Here's what you need to know about borrowing and investing in today's economy.
How to take advantage of lower interest rates
The Fed cut its benchmark rate by a half-point in September and another quarter-point in November. Declining interest rates can bring welcome relief for people aiming to consolidate debt, refinance a mortgage or apply for a loan. But there’s a flip side: Savers will earn less on low-risk investments such as certificates of deposit and money market accounts.
Here are three ways you can capitalize on lower interest rates:
Lock in top savings rates. If you have cash on hand, don’t wait to put it in a CD, says Mark Hamrick, a senior economic analyst at Bankrate. The average yield on a 12-month CD was at 1.75 percent in early November, but online banks typically pay more. Consider the yield in early November on a 12-month CD offered by the online bank Marcus by Goldman Sachs: 4.2 percent. “I can’t stress enough: Shop around,” says Jacob Channel, senior economist for LendingTree.

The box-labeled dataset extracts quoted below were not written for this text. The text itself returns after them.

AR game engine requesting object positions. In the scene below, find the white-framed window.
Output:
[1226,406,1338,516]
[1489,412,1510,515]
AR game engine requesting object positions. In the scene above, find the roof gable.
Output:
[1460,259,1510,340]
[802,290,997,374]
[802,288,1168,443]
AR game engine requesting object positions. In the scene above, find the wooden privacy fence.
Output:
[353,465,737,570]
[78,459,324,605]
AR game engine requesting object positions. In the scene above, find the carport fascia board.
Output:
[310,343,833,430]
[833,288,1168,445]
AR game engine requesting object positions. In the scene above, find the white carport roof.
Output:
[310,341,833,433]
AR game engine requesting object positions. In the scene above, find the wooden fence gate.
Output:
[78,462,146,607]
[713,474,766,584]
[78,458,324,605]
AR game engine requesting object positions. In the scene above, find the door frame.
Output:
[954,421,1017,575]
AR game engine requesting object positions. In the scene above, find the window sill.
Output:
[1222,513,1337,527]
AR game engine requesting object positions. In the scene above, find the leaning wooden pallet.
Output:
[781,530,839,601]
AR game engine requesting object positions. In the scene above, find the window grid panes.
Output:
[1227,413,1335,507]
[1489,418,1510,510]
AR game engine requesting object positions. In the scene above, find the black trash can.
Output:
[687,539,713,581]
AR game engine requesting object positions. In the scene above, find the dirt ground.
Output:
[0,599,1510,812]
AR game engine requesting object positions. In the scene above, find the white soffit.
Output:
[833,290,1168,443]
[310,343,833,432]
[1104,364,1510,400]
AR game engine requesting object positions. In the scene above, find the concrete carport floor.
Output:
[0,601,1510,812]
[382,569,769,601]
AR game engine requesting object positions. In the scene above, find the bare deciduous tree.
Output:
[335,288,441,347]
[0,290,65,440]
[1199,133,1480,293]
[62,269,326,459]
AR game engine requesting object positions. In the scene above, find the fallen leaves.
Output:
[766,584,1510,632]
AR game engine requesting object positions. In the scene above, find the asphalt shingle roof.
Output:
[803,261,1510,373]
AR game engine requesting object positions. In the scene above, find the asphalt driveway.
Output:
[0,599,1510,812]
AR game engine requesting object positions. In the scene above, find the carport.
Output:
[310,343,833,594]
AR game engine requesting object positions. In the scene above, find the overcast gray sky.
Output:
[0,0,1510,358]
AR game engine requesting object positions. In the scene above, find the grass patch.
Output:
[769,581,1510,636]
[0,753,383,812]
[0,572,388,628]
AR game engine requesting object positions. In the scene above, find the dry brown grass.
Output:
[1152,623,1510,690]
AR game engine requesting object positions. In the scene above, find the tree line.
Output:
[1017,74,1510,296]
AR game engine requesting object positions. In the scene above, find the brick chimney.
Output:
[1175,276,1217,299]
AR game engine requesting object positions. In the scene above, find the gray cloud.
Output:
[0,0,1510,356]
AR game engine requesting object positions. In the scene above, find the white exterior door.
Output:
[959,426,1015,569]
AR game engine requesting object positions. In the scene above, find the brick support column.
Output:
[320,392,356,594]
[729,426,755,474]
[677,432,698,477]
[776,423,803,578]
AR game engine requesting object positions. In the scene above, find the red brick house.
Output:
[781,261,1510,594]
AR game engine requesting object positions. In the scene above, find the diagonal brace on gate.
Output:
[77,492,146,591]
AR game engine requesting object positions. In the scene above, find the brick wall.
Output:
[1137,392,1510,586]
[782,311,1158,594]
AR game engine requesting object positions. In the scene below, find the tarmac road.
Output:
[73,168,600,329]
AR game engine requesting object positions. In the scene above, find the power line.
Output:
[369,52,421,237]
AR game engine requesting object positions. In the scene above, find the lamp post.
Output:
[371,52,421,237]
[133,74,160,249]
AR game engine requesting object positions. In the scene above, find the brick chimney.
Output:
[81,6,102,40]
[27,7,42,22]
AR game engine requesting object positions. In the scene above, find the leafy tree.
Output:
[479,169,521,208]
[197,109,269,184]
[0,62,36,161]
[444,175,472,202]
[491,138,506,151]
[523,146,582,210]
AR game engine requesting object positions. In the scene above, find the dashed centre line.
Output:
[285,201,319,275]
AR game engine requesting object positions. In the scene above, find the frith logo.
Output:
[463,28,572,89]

Weigh mortgage options. If you have been waiting to buy a home — or if you’re helping a child with his or her first purchase — this is a better time to jump in than a year ago. But it could still pay to wait a little longer. The average 30-year mortgage rate has dropped from a peak of 7.8 percent in October 2023 to 6.69 percent as of early December, and it’s likely to fall further. “It won’t drop to near the 3 percent we saw during the pandemic, but will probably go to the mid-5-percent range,” Channel says.